Je grimpe ainsi pendant 1 ou 2 km ? je finis pas déboucher sur une route. C'est déjà bon signe car pour avoir vu des photos, la Cruz de Ferro se trouve en bordure de la route. Mais seconde question, faut-il prendre à droite ou à gauche ? suis-je avant ou après la croix ? Je crois deviner , dans le lointain, quelque chose qui pourrait y ressembler. Mais c'est beaucoup trop loin pour être sûr, et le paysage ne permet pas une vision panoramique.

Je quitte mon sac et monte tout droit à travers les buissons vers le sommet de la colline. Arrivée en haut, même si je peux voir sur 360° je ne distingue pas mieux…Je redescend et prend la route à l'envers car la croix que j'ai vu se trouve dans cette direction. 50 mètres plus loin, au détour d'un virage, j'aperçois au loin ce qui n'est qu'un pylône d' antenne pour mobiles…déception…

je reviens sur mes pas.
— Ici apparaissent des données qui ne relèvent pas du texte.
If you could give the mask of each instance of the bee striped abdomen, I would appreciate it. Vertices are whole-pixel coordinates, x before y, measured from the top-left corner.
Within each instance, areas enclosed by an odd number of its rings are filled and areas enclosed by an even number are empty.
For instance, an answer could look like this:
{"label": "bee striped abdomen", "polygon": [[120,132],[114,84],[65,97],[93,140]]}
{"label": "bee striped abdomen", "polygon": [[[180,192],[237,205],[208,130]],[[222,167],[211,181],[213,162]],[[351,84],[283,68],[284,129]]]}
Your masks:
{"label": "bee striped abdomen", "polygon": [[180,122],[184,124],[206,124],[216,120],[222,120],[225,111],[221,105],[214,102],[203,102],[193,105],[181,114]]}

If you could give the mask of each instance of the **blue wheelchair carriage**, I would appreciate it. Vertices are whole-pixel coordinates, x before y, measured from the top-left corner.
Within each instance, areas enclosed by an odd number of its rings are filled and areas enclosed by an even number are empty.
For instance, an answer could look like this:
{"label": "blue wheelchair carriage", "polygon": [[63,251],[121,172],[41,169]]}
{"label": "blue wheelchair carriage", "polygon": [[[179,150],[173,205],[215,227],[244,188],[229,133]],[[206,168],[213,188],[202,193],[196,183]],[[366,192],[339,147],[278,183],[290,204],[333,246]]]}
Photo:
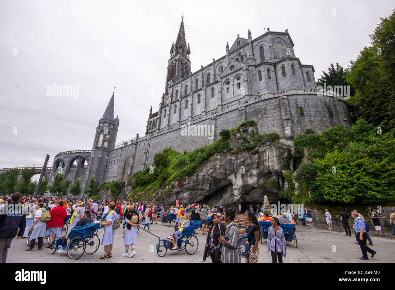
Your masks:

Yes ! Yes ! l'ais-je raté tout à l'heure ?, voici un superbe panneau bleu avec la coquille..Ouf…j'ai enfin retrouvé le chemin, mais toujours pas la croix.

Il faut traverser la route et reprendre à travers le maquis.

Je suis un peu déçu car certainement que je la trouverai pas, elle est peut-être bien avant…et je ne pourrais pas jeter la pierre que je transporte exprès depuis mon départ…

De toute façon maintenant je suis trop loin de Foncébadon, les touristes d'hier n'ont pas pu marcher aussi longtemps…

J'ai même pas fait 500 m que dans le lointain je distingue un monticule blanchâtre, ça pourrait bien être les pierres qui sont tout autour de la croix. Effectivement, plus je m'approche et plus je distingue la croix, et le jour est en train de se lever…

Je vois du chemin les lacets de la route.

Grand moment d'émotion. Après tout, au départ, je n'ai fait ce chemin que pour venir déposer ici un cailloux….et j'y suis…Le monticule est énorme, peut-être 4 ou 5 mètres de haut, tel une pyramide.

Je dépose le sac à dos et sort le caillou. J'en ai un autre dans la ceinture ventrale.

Avec pas mal de larmes dans les yeux je lance les deux minuscules cailloux qui disparaissent aussitôt parmi les milliers d'autres…

Il y a là aussi d'énormes blocs (dont je doute qu'ils proviennent de pèlerins ).

Une prière et 10 mn plus tard je repars.